Abstract
Primary Subject area
Neonatal-Perinatal Medicine
Background
Each year, thousands of newborns are transported by air or ground ambulance to receive specialized medical care. For neurologically immature and physiologically compromised infants, especially preterm infants, the noise and vibration exposure during transport are high despite preventative measures, and may be an important contributor to brain injury risk.
Objectives
To develop a new tool to investigate vibrations during neonatal transport and mitigation strategies.
Design/Methods
Proof of concept study including 3 steps: 1) Characterization of the vibrations during transport. Accelerometer sensors placed on different layers of the Neonatal Patient Transport System (NPTS) (neonate manikin, mattress, incubator, deck, stretcher, and vehicle floor) with a variety of ambulance on road tests performed to capture data. 2) Experimentation - A shaker table was used to develop a standardized test environment. Vibration testing was performed, with the entire NPTS mounted on the shaker table. 3) Mitigation - Shaker table tests were repeated using different configurations of mattress and harness types on manikins with different bodyweights.
Results
1) Characterization: Road transport exposed the manikin’s head to vibrations that exceeded adult standards.
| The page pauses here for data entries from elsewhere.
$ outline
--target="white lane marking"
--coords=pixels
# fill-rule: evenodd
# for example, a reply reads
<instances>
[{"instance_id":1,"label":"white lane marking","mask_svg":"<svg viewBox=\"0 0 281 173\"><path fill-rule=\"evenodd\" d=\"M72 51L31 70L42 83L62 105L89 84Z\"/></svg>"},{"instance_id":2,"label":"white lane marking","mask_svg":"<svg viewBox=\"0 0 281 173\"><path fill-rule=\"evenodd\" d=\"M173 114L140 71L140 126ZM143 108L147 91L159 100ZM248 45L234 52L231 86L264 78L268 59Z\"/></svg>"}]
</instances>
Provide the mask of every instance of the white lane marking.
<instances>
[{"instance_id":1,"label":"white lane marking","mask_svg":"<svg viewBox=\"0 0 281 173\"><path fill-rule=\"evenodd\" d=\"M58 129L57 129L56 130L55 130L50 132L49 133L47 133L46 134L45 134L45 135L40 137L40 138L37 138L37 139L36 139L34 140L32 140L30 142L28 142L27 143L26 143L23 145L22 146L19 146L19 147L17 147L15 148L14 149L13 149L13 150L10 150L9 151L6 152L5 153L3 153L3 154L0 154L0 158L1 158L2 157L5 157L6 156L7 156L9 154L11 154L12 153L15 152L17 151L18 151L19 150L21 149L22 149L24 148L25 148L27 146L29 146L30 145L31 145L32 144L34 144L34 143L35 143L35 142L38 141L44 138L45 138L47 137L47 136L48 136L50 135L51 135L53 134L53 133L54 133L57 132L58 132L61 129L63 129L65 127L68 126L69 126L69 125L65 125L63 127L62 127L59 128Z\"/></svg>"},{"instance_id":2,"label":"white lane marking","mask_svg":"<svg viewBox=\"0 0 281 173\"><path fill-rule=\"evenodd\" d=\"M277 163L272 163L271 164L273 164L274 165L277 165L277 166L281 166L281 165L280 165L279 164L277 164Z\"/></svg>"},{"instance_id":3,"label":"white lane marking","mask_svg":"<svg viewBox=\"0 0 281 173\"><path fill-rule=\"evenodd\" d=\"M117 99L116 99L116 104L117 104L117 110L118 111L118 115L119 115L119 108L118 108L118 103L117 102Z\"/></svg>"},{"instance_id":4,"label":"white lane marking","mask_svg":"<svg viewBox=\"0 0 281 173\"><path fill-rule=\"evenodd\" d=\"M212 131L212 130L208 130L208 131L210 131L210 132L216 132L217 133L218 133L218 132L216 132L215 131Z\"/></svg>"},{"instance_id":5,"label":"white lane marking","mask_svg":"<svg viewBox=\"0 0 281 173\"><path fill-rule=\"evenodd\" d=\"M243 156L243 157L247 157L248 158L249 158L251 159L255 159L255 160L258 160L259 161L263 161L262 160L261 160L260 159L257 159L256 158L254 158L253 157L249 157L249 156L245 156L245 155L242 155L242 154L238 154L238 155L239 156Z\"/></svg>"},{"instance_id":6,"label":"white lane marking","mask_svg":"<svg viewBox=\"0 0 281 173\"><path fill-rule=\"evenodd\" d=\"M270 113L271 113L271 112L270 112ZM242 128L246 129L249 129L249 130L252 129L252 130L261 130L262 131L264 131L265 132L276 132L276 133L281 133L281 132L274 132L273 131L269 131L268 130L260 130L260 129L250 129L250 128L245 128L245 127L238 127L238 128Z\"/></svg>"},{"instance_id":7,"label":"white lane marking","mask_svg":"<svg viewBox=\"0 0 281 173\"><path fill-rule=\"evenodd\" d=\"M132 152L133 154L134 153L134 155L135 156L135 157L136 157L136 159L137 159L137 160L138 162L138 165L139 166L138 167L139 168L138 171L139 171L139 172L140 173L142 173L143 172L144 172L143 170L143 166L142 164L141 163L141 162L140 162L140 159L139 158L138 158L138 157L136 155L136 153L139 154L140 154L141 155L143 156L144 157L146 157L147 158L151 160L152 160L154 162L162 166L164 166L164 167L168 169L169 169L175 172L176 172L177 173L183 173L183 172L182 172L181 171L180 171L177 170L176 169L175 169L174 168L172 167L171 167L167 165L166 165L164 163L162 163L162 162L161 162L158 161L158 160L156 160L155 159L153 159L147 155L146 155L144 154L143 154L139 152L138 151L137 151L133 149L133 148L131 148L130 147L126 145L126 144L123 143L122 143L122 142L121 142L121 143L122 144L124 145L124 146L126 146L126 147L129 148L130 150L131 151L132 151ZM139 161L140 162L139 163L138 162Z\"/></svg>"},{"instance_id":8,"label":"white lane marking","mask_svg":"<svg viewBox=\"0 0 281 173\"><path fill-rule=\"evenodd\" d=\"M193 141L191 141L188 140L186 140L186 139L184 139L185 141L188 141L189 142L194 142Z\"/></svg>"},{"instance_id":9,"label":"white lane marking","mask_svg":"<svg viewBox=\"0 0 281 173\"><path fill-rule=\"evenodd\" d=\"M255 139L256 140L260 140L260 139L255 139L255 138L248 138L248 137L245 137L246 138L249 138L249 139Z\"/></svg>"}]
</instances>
Examining the frequency spectra of the accelerometer signals across different layers of the NPTS suggests that two interfaces, stretcher/vehicle floor and incubator/deck, may be critical for intervention to mitigate the vibrations, as they both showed the highest gains in vibration power.
2) Experimentation: Comparison between the on-road and shaker table tests showed that the shaker table was able to reproduce on-road transportation with acceptable fidelity. The shaker table setup can serve as a standardized environment to explore the impact of several NPTS design variables on vibrations transmitted to the patient.
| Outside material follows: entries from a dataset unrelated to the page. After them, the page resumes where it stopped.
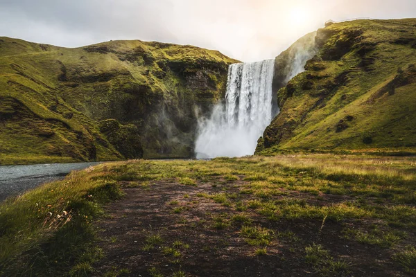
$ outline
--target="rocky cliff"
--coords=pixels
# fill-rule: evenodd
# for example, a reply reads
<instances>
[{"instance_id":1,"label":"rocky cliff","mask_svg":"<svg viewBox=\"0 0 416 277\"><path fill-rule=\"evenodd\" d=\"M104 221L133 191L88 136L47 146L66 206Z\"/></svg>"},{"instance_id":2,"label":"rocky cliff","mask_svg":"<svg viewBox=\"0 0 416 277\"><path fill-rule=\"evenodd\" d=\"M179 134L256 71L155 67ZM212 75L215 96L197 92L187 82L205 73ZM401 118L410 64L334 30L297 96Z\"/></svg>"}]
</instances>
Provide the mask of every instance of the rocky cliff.
<instances>
[{"instance_id":1,"label":"rocky cliff","mask_svg":"<svg viewBox=\"0 0 416 277\"><path fill-rule=\"evenodd\" d=\"M306 71L283 87L275 81L281 110L257 153L416 146L415 26L357 20L318 30Z\"/></svg>"},{"instance_id":2,"label":"rocky cliff","mask_svg":"<svg viewBox=\"0 0 416 277\"><path fill-rule=\"evenodd\" d=\"M0 164L192 157L198 114L236 62L159 42L0 37Z\"/></svg>"}]
</instances>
3) Mitigations: Different mattresses were shown to influence the vibrations experienced by the manikin. The head restraint harness type showed an amplitude reduction of the peak frequency component for all experiment types and for most mattress types compared to a standard 5-point harness.
Conclusion
Our study demonstrated that: i) vibrations during neonatal transport can exceed adult standards; ii) acceptable fidelity simulation of road conditions can be achieved using a shaker table system; and iii) the most effective approach for vibration mitigation should consider the whole NTPS, instead of focusing solely on the isolette.